Rep. Angel A. Demapan (R-Saipan) authored the bill.
According to several members of the Senate, the bill failed to specify where it would get the $1.4 million that would be used to pay about 330 active and inactive government employees who were affected by austerity measures more than 10 years ago.
House floor leader Rep. Glenn Maratita (R-Saipan) moved for the recall of the bill yesterday.
According to Maratita’s motion, HB 20-108 would be recalled to “make necessary amendments to specify the funding source.”
The administration of Gov. Ralph DLG Torres last week issued a statement in support of the intent of the bill that also specified that the Governor’s Office, the Legislature, and the Attorney General’s Office is “committed” to make sure the “lump-sum payments to our remaining frozen civil service employees are met.”
In a previous Senate session, the chamber almost deadlocked on whether to pass the bill or not despite its failure to specify a source of funds. The bill ultimately passed the Senate.
In order to prevent a repeat of HB 20-108, the Senate amended another of Demapan’s appropriations bill that addresses the Commonwealth government’s balances owed to the Settlement Fund for fiscal years 2014 and 2015. The House accepted the Senate amendments yesterday.
Totaling to $7.1 million, HB 20-116 was amended by the Senate after about 40 minutes of discussions with House legal counsels John Cool and Joe Taijeron.
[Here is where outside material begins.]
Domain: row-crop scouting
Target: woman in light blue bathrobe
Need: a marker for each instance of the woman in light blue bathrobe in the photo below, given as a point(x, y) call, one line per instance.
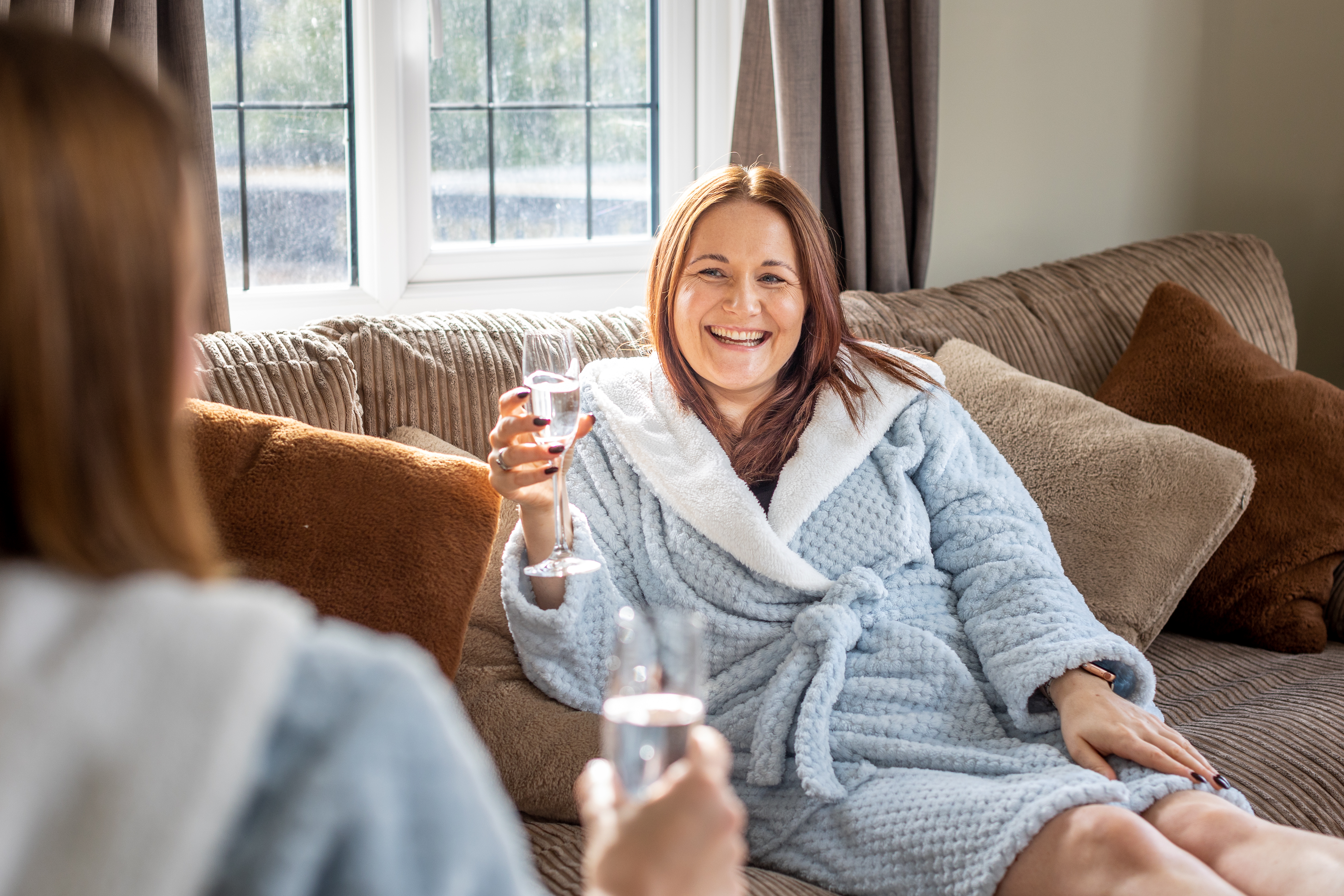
point(882, 597)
The problem with HB 20-116 was also the failure to specify a source of funds. Sens. Paul Manglona (Ind-Rota) and Sixto Igisomar (R-Saipan) voiced out these concerns during the previous Senate session two weeks ago.
Though it was not specified in both bills, Demapan told the media in previous separate interviews that the source of funding for both bills are the casino-generated business gross revenue tax.
HB 20-116 now heads to the governor for signing, while HB 20-108 would be amended to specify a funding source.